[prev in list] [next in list] [prev in thread] [next in thread]
List: poi-user
Subject: Re: embedded objects in HSSF
From: MSB <markbrdsly () tiscali ! co ! uk>
Date: 2009-07-24 6:14:27
Message-ID: 24639171.post () talk ! nabble ! com
[Download RAW message or body]
The last thing to try then is the ExtractorFactory class -
http://poi.apache.org/apidocs/org/apache/poi/extractor/ExtractorFactory.html.

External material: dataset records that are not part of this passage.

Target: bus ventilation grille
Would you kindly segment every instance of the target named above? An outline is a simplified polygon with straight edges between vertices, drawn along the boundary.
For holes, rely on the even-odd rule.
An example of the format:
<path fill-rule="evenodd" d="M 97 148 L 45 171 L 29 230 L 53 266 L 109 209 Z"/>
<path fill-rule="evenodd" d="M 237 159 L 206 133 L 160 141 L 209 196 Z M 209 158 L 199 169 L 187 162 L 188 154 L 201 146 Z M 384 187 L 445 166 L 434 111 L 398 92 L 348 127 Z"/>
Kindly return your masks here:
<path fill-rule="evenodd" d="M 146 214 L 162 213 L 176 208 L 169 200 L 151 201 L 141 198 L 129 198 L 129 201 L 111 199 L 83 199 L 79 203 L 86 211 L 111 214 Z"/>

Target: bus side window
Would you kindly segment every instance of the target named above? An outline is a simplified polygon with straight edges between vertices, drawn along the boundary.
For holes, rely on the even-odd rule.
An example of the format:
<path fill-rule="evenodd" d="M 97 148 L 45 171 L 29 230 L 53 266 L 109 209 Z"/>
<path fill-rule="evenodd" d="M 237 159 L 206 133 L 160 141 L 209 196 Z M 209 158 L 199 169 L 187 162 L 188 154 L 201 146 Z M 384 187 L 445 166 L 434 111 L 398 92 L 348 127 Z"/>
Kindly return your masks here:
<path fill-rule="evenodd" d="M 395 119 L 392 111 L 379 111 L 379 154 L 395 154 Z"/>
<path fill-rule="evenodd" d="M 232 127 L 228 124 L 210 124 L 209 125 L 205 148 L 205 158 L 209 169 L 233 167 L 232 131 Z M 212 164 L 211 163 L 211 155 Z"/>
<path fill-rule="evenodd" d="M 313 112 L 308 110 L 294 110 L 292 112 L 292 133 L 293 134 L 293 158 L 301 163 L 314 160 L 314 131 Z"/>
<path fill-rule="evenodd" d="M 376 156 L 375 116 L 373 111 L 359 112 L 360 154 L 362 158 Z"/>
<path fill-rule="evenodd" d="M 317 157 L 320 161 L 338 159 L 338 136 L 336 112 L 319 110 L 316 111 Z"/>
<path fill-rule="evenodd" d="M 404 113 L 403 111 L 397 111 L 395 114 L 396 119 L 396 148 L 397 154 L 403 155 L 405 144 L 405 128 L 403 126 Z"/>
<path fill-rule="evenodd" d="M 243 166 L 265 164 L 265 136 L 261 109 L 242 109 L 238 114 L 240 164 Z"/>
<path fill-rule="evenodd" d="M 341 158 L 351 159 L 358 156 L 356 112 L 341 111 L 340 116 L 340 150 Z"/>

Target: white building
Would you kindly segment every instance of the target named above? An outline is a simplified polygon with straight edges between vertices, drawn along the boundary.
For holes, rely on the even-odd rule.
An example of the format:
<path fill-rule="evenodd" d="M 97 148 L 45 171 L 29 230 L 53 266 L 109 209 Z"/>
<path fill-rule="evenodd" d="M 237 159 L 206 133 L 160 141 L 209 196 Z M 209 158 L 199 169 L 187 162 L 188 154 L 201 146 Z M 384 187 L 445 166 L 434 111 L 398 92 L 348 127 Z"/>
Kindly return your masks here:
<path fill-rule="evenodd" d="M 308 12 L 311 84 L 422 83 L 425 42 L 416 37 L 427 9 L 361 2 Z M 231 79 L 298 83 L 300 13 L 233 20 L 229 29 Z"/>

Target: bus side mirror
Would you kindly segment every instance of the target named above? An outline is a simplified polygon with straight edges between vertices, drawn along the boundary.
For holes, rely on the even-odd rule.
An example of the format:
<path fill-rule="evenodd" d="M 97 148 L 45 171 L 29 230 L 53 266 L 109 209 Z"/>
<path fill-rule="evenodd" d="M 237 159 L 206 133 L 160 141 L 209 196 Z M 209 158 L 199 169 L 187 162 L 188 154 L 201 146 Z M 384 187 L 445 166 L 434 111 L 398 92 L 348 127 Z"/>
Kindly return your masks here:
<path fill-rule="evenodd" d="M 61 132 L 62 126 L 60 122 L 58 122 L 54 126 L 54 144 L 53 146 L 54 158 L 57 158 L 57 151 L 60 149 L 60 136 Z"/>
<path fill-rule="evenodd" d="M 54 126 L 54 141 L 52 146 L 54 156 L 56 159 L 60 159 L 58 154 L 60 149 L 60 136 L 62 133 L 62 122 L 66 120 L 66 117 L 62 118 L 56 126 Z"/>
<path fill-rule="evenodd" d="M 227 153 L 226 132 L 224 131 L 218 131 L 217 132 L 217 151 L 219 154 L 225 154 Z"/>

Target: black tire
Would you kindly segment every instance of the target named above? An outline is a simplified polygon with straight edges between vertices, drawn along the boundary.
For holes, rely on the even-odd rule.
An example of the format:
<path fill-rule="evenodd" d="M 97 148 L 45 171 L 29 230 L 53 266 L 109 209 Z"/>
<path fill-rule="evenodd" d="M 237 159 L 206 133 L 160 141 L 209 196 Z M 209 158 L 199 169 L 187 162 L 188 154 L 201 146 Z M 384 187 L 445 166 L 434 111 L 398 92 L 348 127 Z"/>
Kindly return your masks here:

It has methods that allow you to recover pre-coded extractors for embedded
documents. All you can do with these extractors is to recover a text dump of
the files contents a bit like this;
File inputFile = new File(fileName);
FileInputStream fis = new FileInputStream(inputFile);
POIFSFileSystem fileSystem = new POIFSFileSystem(fis);
// Firstly, get an extractor for the Workbook
POIOLE2TextExtractor oleTextExtractor =
ExtractorFactory.createExtractor(fileSystem);
// Then a List of extractors for any embedded Excel, Word, PowerPoint
// or Visio objects embedded into it.
POITextExtractor[] embeddedExtractors =
ExtractorFactory.getEmbededDocsTextExtractors(oleTextExtractor);
for(POITextExtractor textExtractor : embeddedExtractors) {
// If the embedded object was an Excel spreadsheet.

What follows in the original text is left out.